Now, don’t get me wrong. Surviving is not always bad, sometimes it should not only be rewarded, but applauded, but I feel as if I seem to be missing something, that what I want to do and be is just out of reach because I spend more days than I should like today: aimlessly wandering from one room to another putting out fires and vaguely aware that I should be doing something else, but unsure of what.
My fear is that this will last one more year. That next year, I will wake up December 29, 2017 and wonder what I’ve been doing with the last 12 months of my life. So, I have begun that time honored tradition of thinking about what goals I want to set in the New Year.
As I have thought about what I want to accomplish this year, I am reminded of a member of my church who passed away this last summer. At 54, he was young, but already a grandpa. He had married his high school sweetheart and together they had 5 children. He found a job in a meaningful career that fascinated him. He enjoyed camping, going on motorcycle rides, hiking and boating. He was known for his spreadsheets, his quiet acts of service, his long explanations, but most of all for his love of family and kindness to his colleagues and friends. His life was concise, but full of substance and meaning; pithy.

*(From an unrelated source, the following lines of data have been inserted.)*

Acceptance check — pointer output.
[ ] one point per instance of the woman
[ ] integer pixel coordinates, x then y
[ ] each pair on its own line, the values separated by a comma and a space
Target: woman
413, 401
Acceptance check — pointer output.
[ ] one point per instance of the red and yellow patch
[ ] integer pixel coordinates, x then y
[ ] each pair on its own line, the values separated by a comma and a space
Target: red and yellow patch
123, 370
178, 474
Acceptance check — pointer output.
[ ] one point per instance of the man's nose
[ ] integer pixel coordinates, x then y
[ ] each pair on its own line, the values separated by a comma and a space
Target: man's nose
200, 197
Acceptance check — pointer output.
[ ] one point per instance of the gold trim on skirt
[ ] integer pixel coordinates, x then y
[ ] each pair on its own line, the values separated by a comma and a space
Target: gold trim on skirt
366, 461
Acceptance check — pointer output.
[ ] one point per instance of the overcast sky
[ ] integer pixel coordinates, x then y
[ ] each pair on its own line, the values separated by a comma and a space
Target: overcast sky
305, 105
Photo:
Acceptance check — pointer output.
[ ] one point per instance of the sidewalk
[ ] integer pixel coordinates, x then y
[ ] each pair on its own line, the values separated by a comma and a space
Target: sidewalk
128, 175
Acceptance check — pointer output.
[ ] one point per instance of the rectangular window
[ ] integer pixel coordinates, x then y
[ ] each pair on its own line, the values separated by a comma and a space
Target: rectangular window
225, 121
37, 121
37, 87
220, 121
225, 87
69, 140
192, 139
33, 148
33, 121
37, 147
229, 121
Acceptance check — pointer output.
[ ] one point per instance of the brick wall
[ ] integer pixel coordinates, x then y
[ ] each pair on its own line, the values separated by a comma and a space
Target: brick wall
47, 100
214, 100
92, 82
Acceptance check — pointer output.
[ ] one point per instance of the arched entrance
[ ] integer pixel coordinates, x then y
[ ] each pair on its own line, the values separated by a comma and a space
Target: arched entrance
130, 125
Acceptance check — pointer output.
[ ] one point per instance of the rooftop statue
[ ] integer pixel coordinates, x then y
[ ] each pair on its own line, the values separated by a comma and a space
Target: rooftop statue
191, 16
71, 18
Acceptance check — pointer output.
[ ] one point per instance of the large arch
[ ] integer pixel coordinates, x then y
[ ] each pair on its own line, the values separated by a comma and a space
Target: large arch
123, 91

A pithy day, a pithy year, a pithy life. What would that look like to you? A pithy day, for me, would draw on this man’s example. It would include meaningful time with family and friends, time spent in service to others and time in pursuits that I love and it would include a lot less aimless wandering.
As we begin a new year, I think it is helpful to think about what is pithy to us personally. To figure this out, I’ve decided to start by creating a list of 100 dreams as suggested in Laura Vanderkaam’s book, “168 Hours: You Have More Time Than You Think.”
In this book, the author, Laura Vanderkaam argues that we all have the same 168 hours, but that a lot of us are aimlessly wandering around, like I have been today.
“The key message of this book is that there is time for anything that matters.” (Vanderkam, Laura. 168 Hours: You Have More Time Than You Think. New York. Portfolio, 2010. p. 207)
But to do whatever matters to you, you first have to know what that is and second you have to schedule it in.
I invite you to join me in this challenge. Before next Thursday or my next post pull out a piece of paper and write down 100 things you’d like to do in your lifetime. This can be important things like make a difference in the world and not so important things like read all the Harry Potter books to your kids before they turn 16. Whatever is important to you write it down.
A pithy day, a pithy year, a pithy life means that we enjoy/learn/do whatever is most meaningful to us. We don’t have to wait for some elusive day to do that. We can choose right now to enjoy the people around us, to learn and grow in small important ways, to serve, to be happy, to create more pith. And we can start right now by figuring out just what that is.
Now I mustache you a question?
What would a pithy day look like to you? A pithy year? A pithy life?
Start by writing your list of 100 dreams. Then you can begin to break that down into things you want to do accomplish this year and maybe even some things you can start this day or month.